Tom Swift’s stage adaptation of the classic L Frank Baum children’s story “The Wonderful Wizard of Oz” is a curious sort of “curate’s egg” of a show.
The Wizard of Oz is billed firmly as a pantomime version, so don't expect the well-known numbers from the Broadway musical or film versions. Tom Swift not only directs but plays farmhand Hayden and the Scarecrow. He also has an annoying tendency to hog the limelight with his comedy routines.
There are six other main players, plus an energetic dance ensemble for which choreographer-performer Carla Nicholson-Fuller has provided some eye-catching routines. Meghan Rayner is Dorothy Gale, the young Kansas girl caught up in a tornado whose adventures thereafter make up the main plot.
With her dog Toto (a cleverly handled puppet with whom the audience promptly fell hopelessly in love) Dorothy should be the centre of the story, and Rayner both acts and sings well.
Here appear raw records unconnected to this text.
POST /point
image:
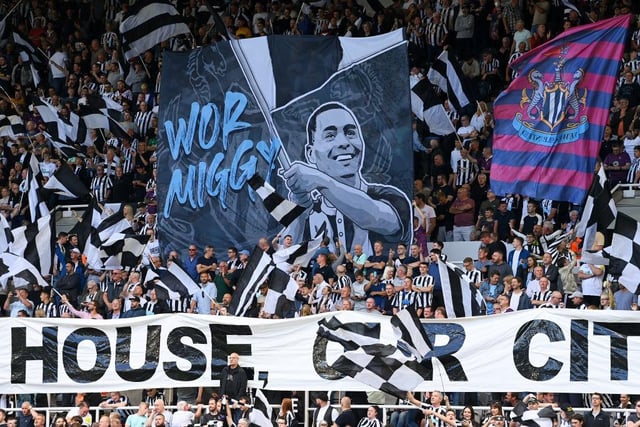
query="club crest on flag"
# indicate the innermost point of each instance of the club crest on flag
(555, 108)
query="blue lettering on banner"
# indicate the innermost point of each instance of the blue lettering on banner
(569, 134)
(192, 184)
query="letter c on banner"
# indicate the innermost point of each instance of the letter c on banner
(70, 355)
(521, 348)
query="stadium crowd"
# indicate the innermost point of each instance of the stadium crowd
(528, 257)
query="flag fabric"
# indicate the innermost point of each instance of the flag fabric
(300, 254)
(176, 280)
(427, 107)
(599, 212)
(21, 270)
(550, 120)
(261, 412)
(148, 24)
(64, 150)
(66, 183)
(448, 76)
(624, 253)
(34, 242)
(122, 251)
(37, 207)
(392, 368)
(6, 237)
(103, 113)
(280, 283)
(151, 280)
(283, 210)
(34, 53)
(56, 129)
(460, 296)
(253, 276)
(11, 126)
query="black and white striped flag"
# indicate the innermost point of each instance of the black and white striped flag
(6, 237)
(178, 280)
(34, 53)
(461, 298)
(297, 254)
(599, 213)
(20, 270)
(283, 210)
(32, 186)
(261, 412)
(447, 75)
(280, 283)
(103, 113)
(148, 24)
(55, 128)
(253, 276)
(624, 253)
(428, 108)
(393, 368)
(11, 126)
(34, 242)
(65, 183)
(122, 251)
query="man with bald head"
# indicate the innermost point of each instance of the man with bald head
(233, 380)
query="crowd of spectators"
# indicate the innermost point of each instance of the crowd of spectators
(452, 201)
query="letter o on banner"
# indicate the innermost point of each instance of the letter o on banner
(70, 355)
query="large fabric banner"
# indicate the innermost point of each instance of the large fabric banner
(552, 350)
(551, 119)
(324, 120)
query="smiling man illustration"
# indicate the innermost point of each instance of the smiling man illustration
(340, 202)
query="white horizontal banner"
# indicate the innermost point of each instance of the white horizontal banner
(551, 350)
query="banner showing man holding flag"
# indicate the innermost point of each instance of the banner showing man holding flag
(550, 120)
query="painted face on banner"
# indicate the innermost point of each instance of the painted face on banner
(337, 144)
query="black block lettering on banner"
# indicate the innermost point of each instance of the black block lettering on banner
(521, 349)
(579, 350)
(151, 355)
(221, 348)
(444, 354)
(21, 353)
(193, 355)
(100, 341)
(619, 351)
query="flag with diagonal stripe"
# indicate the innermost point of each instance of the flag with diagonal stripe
(11, 126)
(427, 107)
(253, 276)
(123, 251)
(599, 212)
(20, 270)
(461, 298)
(447, 75)
(283, 210)
(392, 368)
(149, 23)
(624, 253)
(65, 183)
(32, 186)
(261, 412)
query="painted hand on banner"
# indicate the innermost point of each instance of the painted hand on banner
(302, 180)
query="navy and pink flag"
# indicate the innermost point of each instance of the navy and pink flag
(550, 120)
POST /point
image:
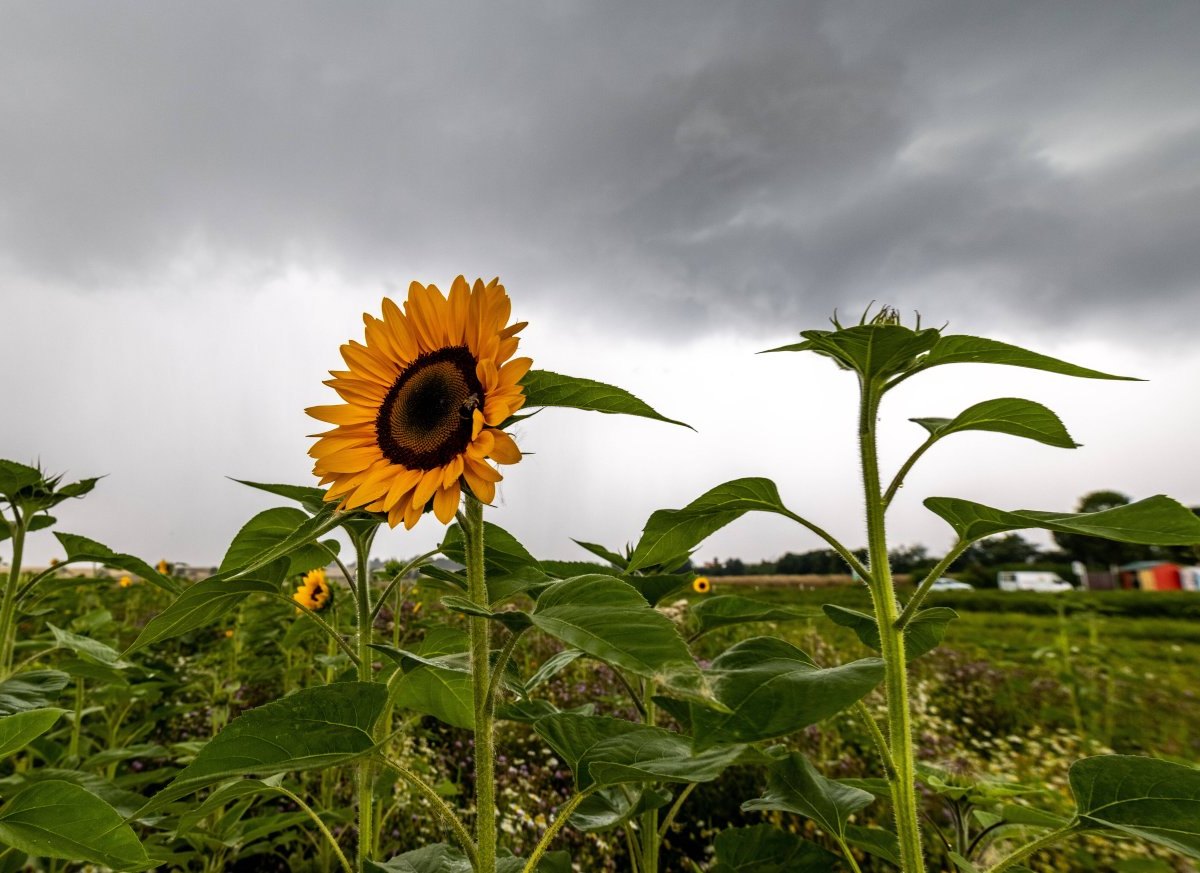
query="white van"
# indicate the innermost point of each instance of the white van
(1032, 581)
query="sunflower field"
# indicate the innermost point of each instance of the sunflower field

Jamie Bannerman (Rusty and the Tin Man) and more particularly Jimmy Burton-Iles (Leo and the Lion) take full advantage of their numbers.
Cantankerous neighbour Miss West translates into the most hissable of villainesses as the Wicked Witch of the West, and Katie Hastings revels in it. This devil has all the best tunes with a couple of all-but show-stopping dance numbers for her familiars. Kindly Aunt Em metamorphoses into good witch Glinda, to whom Amanda Swift brings a wry sort of off-beat magic.
The design team – Andy Newell (sets), Nicole Higgins (costumes), Tim Gear (projections) and Luke Woods (lighting) – creates some arresting images; Higgins' costumes are particularly good for both the principals and the dance ensemble. So there's plenty to engage the adult eye. I just wish that the story could be left to stand on its own merits; the pantomime elements do unfortunately jar.
The Wizard of Oz runs at the Harlow Playhouse until 13 April and transfers to the Royal Victoria Hall, Tunbridge Wells for the week 16 to 23 April.